Friday, August 13, 2021

#225 / One Conversation At A Time #2




Nina Turner lost her campaign for Congress. The Ohio district in which she ran was a strongly Democratic Party district. Turner was the "progressive" candidate. Another person of color, Shontel Brown, won the race. Brown was the more "moderate" Democrat, backed by Hillary Clinton, among others.

The most common reaction to the victory of Shontel Brown over Nina Turner has been that the Democratic Party majority is a "moderate" political party, not a "progressive" political party. After all, our president is named Joe Biden, not Bernie Sanders. 

There is undoubtedly some truth to this, but I appreciated an article in The Nation, online, that proposed a somewhat different analysis: 

Nina Turner has been criticized for a lot of things in the wake of her loss in the Cleveland, Ohio, special election last week. The conventional wisdom is that her politics were too leftist, and that she was too confrontational, to win in a time when Biden-like moderate politics are the order of the day. Those takes are nonsense; the race was eminently winnable. If there is a single critical mistake Turner made, it was placing her campaign in the hands of strategists who squandered her financial firepower on ineffective and ill-conceived expenditures.

Steve Phillips, who wrote the article for The Nation, is the host of "Democracy in Color with Steve Phillips." This is a "color-conscious podcast about politics." Phillips is also a senior fellow at the Center for American Progress and is the author of Brown Is the New White: How the Demographic Revolution Has Created a New American Majority.
 
Phillips says, pretty much, that what Turner needed to do (and what her campaign didn't do) was to employ an approach discussed in my blog posting yesterday.
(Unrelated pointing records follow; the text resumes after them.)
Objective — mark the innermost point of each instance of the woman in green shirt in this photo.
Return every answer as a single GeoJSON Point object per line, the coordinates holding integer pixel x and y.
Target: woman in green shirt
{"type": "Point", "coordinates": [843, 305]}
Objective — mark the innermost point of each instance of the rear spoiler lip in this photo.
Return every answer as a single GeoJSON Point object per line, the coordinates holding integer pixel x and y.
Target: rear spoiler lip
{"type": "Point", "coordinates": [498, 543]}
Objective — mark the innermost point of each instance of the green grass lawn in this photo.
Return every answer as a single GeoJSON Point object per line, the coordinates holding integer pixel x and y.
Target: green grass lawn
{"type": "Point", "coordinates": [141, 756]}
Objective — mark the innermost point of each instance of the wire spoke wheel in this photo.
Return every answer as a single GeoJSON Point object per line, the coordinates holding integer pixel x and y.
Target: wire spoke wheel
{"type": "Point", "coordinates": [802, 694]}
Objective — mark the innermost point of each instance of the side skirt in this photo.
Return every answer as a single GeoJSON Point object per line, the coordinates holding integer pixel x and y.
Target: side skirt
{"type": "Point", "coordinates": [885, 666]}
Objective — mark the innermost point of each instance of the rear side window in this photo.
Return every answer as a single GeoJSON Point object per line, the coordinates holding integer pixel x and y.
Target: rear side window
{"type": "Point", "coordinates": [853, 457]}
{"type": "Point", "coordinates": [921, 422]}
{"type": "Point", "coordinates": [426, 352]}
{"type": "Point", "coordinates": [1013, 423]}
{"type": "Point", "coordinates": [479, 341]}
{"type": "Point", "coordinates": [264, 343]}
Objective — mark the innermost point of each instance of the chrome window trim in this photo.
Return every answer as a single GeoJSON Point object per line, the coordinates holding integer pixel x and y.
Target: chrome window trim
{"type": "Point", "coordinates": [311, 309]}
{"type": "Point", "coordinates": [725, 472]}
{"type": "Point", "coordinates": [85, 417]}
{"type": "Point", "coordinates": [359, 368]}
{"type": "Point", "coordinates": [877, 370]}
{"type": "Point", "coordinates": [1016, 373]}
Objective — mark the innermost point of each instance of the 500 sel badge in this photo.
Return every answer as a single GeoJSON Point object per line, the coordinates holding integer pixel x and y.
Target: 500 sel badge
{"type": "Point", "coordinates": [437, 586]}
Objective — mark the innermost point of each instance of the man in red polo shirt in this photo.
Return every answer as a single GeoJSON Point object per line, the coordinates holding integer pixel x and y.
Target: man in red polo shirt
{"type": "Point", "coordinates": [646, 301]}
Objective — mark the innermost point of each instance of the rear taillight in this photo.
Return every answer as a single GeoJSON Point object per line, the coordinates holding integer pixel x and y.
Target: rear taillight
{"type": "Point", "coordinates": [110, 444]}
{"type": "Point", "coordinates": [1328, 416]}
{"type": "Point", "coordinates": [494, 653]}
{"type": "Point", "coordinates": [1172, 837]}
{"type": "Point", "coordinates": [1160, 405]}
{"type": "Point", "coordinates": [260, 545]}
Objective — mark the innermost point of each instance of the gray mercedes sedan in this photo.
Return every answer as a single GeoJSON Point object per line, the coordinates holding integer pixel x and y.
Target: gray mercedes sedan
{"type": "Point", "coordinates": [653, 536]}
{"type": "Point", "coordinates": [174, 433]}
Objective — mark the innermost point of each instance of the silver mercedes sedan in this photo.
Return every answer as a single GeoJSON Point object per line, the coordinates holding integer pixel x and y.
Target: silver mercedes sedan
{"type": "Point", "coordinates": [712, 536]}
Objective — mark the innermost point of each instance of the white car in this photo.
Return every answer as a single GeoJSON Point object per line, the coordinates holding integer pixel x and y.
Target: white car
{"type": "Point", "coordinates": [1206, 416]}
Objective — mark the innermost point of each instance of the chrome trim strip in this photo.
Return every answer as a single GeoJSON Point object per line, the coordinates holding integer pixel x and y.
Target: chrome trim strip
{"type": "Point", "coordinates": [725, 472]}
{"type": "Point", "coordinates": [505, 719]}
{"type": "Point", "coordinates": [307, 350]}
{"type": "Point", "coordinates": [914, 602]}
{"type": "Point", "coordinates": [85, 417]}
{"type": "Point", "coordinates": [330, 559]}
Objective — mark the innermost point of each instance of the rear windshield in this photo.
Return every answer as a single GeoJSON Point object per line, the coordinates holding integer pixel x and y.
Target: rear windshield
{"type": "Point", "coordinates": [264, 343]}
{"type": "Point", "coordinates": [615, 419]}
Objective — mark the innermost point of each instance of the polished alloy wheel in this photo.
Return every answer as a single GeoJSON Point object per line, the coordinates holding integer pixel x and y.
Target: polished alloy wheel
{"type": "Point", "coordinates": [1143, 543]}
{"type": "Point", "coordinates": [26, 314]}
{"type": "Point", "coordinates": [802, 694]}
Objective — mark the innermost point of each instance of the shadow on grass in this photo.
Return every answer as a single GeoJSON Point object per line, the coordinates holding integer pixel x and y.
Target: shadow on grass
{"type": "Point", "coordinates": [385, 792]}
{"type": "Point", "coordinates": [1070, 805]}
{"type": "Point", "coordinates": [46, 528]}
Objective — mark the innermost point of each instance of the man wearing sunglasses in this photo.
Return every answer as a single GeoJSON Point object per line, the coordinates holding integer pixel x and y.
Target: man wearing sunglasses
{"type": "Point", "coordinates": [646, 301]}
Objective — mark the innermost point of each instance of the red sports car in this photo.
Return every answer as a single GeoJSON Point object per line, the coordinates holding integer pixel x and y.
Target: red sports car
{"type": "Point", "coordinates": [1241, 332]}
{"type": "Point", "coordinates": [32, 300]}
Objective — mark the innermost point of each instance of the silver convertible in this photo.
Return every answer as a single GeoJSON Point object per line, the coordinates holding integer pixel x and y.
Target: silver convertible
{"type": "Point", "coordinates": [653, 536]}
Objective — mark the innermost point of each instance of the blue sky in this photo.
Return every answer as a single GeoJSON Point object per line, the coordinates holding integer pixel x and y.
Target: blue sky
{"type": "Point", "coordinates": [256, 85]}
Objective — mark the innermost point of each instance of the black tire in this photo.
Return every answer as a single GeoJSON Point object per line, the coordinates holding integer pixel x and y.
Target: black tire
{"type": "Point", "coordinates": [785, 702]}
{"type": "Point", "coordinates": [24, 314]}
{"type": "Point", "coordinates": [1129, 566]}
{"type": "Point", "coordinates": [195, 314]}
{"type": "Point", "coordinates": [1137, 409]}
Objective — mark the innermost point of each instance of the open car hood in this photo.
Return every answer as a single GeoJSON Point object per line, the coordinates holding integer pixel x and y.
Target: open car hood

The campaign needed to talk to the voters, one on one, "one conversation at a time." 
 
Here is Phillips' pitch: 
 
Looking through Turner’s spending reports, it’s clear that the people who ran her campaign defaulted to the typical playbook of putting far more money into television and digital ads than into the nitty-gritty work of getting people to cast ballots. 
This strategic blunder is especially egregious because the formula for winning special elections, which are typically low-turnout affairs, is to focus on that humble work. That’s how Alexandria Ocasio-Cortez prevailed in her 2018 upset win. Her communications coordinator, Corbin Trent, explained that their campaign strategy identified a universe of 75,000 potential supporters, and “then we knocked on their doors, we sent them mail, we knocked on their doors again, we called them.” 
That is the path to victory—knocking on doors, calling people, identifying supporters, and then getting those supporters to the polls. It is simple in concept, yet challenging in execution. And it is made more challenging to pull off in the realm of professional politics, because it is meticulous, nonglamorous, and not profitable for consultants.
 
I am not planning to give up on my idea that "talking to strangers" is exactly what we need to do to preserve American democracy and to save the world.
 
A modest ambition, I know, but consider the alternatives!